Design and Development of Light Weight Flexible Power Transmission Shaft for High Speed Fighter Aircraft Application 2005-26-340

Light weight, high speed, compact power transmission shafts transmit torque through diaphragm type flexible discs whose planes are normal to the torque axis. The angular and axial misalignments are obtained by material flexure of these thin diaphragms within elastic limits. These shafts have multiple diaphragms used in series so that each diaphragm shares a portion of the total misalignment. Such shafts are used in high speed aircraft coupling engine mounted accessory gear box and aircraft mounted accessory gearbox. This paper deals with the design and development of light weight flexible power transmission shaft for high speed fighter aircraft application keeping critical speeds and weight as the design criteria.
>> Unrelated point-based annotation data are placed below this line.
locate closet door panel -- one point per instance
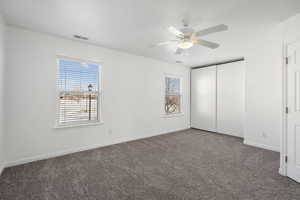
(230, 98)
(203, 98)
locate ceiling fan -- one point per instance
(187, 37)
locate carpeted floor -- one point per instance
(184, 165)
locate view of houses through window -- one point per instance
(172, 95)
(78, 88)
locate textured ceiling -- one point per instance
(133, 25)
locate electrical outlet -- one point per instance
(264, 135)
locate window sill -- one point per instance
(173, 115)
(78, 125)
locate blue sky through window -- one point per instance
(76, 75)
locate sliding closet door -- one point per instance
(230, 98)
(203, 98)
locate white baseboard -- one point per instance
(70, 151)
(281, 172)
(262, 146)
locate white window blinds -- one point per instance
(78, 91)
(172, 95)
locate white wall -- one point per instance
(2, 30)
(132, 102)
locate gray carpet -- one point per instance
(183, 165)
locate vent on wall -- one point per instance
(80, 37)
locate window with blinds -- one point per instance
(78, 92)
(172, 95)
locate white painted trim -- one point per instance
(79, 149)
(262, 146)
(94, 123)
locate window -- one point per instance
(78, 92)
(173, 96)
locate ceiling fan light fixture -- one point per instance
(185, 45)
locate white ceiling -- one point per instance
(133, 25)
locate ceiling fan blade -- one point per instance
(178, 51)
(175, 31)
(164, 43)
(208, 44)
(213, 29)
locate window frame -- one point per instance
(99, 120)
(180, 77)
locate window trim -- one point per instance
(181, 113)
(99, 121)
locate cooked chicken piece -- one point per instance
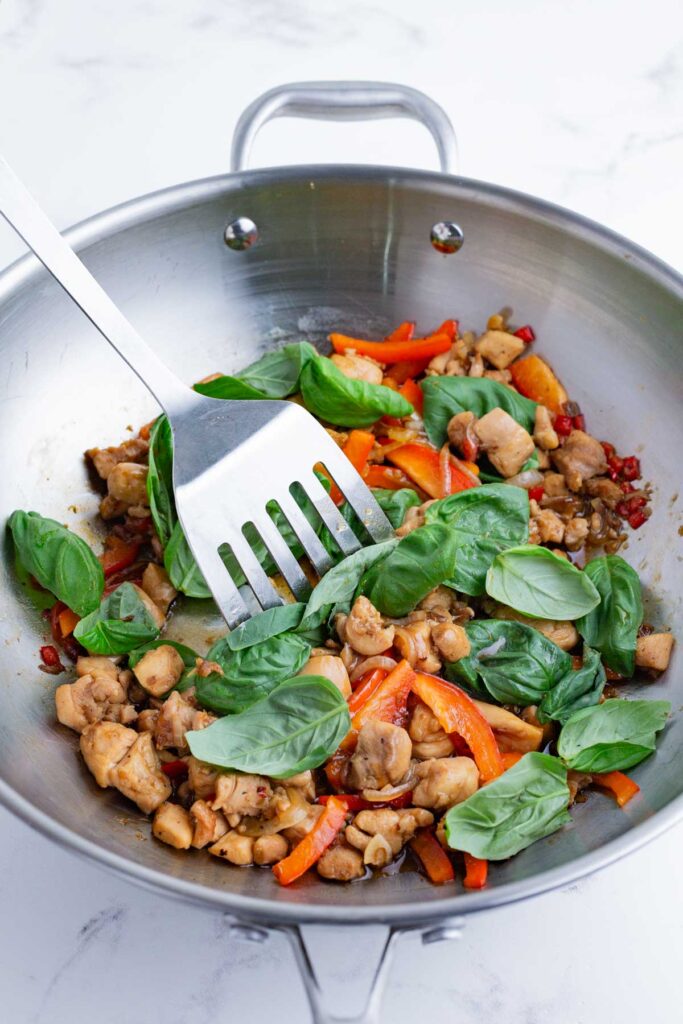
(134, 450)
(172, 824)
(653, 651)
(512, 734)
(208, 825)
(159, 670)
(444, 781)
(203, 778)
(506, 442)
(236, 848)
(332, 668)
(575, 532)
(341, 863)
(551, 527)
(394, 827)
(128, 483)
(544, 432)
(139, 777)
(269, 849)
(158, 586)
(364, 629)
(238, 794)
(95, 697)
(580, 459)
(102, 745)
(358, 368)
(429, 739)
(382, 757)
(500, 348)
(87, 664)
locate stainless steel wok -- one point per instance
(350, 248)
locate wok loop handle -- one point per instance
(345, 101)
Since the number of design constraints is more, finite element analysis has been used as an effective tool for trying out various design iterations so that all the design constraints are met. Initially a configuration of the PTO shaft has been designed based on the torque capacity and envelope specified and a finite element model has been developed. The PTO shaft being made of thin walled cross sections, it is modelled using quadratic shell elements. The inertias due to AMAGB and Engine are lumped as inertia elements at appropriate locations. Based on the torque carrying capacity and three critical speed requirements, number of analysis/design iterations have been made before arriving at the final design configuration accommodating all the design constraints. The analysis results of the final design have been validated using simplified analytical math models. The effect of centrifugal stiffening, and manufacturing tolerance on the critical speeds and the misalignment stress have also been studied [1,2]. Based on the design, the prototype of the power transmission shaft has been made and has successfully undergone development tests. The critical speed of the shaft estimated using modal testing has been compared with the ones obtained using finite element analysis [3].